Reputation: 3004
I'm new to Neo4j and there must be something I don't understand about the basics.
I've many objects in Java and I want to use them to populate a Neo4j graph, using the Java driver and Cypher. My code works like this:
// nodes
for ( Person person: persons )
session.run ( String.format (
"CREATE ( :Person { id: '%s', name: \"%s\", surname: \"%s\" })",
person.getId(), person.getName(), person.getSurname ()
));
// relations
session.run ( "CREATE INDEX ON :Person(id)" );
for ( Friendship friendship: friendships )
session.run ( String.format (
"MATCH ( from:Person { id: '%s' } ), ( to:Person { id: '%s' } )\n" +
"CREATE (from)-:KNOWS->(to)\n",
friendship.getFrom().getId(),
friendship.getTo().getId()
));
(indeed, it's slightly more complicated, cause I have a dozen node types and about the same number of relation types).
Now, this is very slow, like more than 1 hour to load 300k nodes and 1M relations (on a fairly fast MacBookPro, with Neo4j taking 12/16GB of RAM).
Am I doing it the wrong way? Should I use the batch inserter instead? (I would prefer to be able to access the graphDB via network). Would I gain something by grouping more insertions into one transaction? (From the documentation, It seems transactions are only useful for rolling back and for isolation needs).
Upvotes: 3
Views: 1360
Reputation: 3004
I think it's worth to report my experience on this.
I've followed the @sjc suggestion and tried with UNWIND. However, that wasn't so simple, because Cypher doesn't allow you to parameterise node labels or relation types (and I have a dozen labels and relation types). But eventually, I was able to loop over all possible types and send enough items (about 1000) to each UNWIND chunk.
The code using UNWIND is much faster, yet not fast enough, in my opinion (should be OK on a decent PC and with few million nodes, not very good with hundreds of millions of nodes, or more).
The inserter component is much faster (few seconds to upload 1-2 million nodes), although it requires to bring the HTTP access down and I've had a lot of problems with its dependency on Lucene 5.4, because I need to use it inside an application (which produces data) that uses Lucene 6, and awful things happened when I tried to simply swap 5.4 with 6 in the classpath. I've read that there is some mechanism to make this possible, but it doesn't seem easy and certainly isn't so well documented.
I definitely didn't expect all such troubles for executing such a basic operation efficiently.
Upvotes: 1
Reputation: 1137
I'm coming from Neo4j in Python, but I think the issue here is with your Cypher commands. I have two suggestions.
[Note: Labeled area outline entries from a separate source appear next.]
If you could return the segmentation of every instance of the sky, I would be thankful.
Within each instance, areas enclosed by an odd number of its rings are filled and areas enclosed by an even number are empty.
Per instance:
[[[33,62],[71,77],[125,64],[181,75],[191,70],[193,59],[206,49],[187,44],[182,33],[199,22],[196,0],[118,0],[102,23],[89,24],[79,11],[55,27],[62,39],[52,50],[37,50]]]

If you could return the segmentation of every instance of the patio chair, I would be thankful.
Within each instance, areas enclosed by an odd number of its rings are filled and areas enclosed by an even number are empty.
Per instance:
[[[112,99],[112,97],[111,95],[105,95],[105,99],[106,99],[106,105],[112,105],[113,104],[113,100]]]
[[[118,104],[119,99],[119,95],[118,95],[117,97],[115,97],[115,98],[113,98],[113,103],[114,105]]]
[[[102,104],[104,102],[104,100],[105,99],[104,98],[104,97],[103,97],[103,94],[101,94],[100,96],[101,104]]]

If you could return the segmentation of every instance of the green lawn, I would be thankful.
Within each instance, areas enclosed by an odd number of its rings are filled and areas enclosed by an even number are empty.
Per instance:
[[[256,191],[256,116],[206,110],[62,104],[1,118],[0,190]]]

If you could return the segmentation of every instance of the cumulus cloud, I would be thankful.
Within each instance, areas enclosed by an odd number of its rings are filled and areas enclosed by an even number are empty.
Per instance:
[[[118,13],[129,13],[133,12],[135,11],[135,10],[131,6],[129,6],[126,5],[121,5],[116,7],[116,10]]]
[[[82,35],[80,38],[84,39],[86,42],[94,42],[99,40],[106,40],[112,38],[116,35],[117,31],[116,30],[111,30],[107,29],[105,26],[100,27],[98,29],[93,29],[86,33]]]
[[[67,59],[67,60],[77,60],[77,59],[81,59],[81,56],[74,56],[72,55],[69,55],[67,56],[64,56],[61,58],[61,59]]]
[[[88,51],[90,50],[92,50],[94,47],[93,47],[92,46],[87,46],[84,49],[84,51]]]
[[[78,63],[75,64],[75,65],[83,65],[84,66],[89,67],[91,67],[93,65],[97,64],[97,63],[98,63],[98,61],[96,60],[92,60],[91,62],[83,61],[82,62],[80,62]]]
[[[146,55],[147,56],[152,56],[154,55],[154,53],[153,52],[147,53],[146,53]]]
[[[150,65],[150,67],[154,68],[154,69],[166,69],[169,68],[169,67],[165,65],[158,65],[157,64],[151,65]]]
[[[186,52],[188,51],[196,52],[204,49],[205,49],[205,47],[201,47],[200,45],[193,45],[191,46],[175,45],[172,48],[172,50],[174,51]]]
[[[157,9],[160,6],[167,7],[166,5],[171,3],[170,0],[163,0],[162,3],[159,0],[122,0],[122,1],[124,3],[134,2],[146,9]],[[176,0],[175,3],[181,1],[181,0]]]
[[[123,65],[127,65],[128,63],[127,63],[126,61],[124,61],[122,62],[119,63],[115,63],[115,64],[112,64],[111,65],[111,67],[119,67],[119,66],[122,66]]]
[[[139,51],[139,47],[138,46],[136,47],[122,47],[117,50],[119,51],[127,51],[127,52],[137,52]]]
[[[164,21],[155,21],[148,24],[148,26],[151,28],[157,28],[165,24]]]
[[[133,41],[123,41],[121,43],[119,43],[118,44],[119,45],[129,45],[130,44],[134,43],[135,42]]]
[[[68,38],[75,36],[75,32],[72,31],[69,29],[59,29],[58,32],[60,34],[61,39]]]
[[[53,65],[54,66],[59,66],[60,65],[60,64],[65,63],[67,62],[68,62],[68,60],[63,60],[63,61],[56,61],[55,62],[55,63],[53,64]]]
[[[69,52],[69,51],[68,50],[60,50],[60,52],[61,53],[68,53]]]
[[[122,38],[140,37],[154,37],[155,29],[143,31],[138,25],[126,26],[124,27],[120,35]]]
It may be faster to Match edges separately. On my primitive benchmark I see a difference of 24ms vs 15ms with this (EDIT: This benchmark is dubious):
MATCH ( from:Person { id: '%s' } )
MATCH ( to:Person { id: '%s' } )
CREATE (from)-:KNOWS->(to)
Another option is to use UNWIND. I use this with the BOLT interface to send fewer transactions but without using the Batch Inserter. Forgive the Python implementation I'm copying here, and hopefully you can look at this along with the Javascript Neo4j Driver docs to convert it.
payload = {"list":[{"a":"Name1","b":"Name2"},{"a":"Name3","b":"Name4"}]}
statement = "UNWIND {list} AS d "
statement += "MATCH (A:Person {name: d.a}) "
statement += "MATCH (B:Person {name: d.b}) "
statement += "MERGE (A)-[:KNOWS]-(B) "
tx = session.begin_transaction()
tx.run(statement,payload)
tx.commit()
Upvotes: 1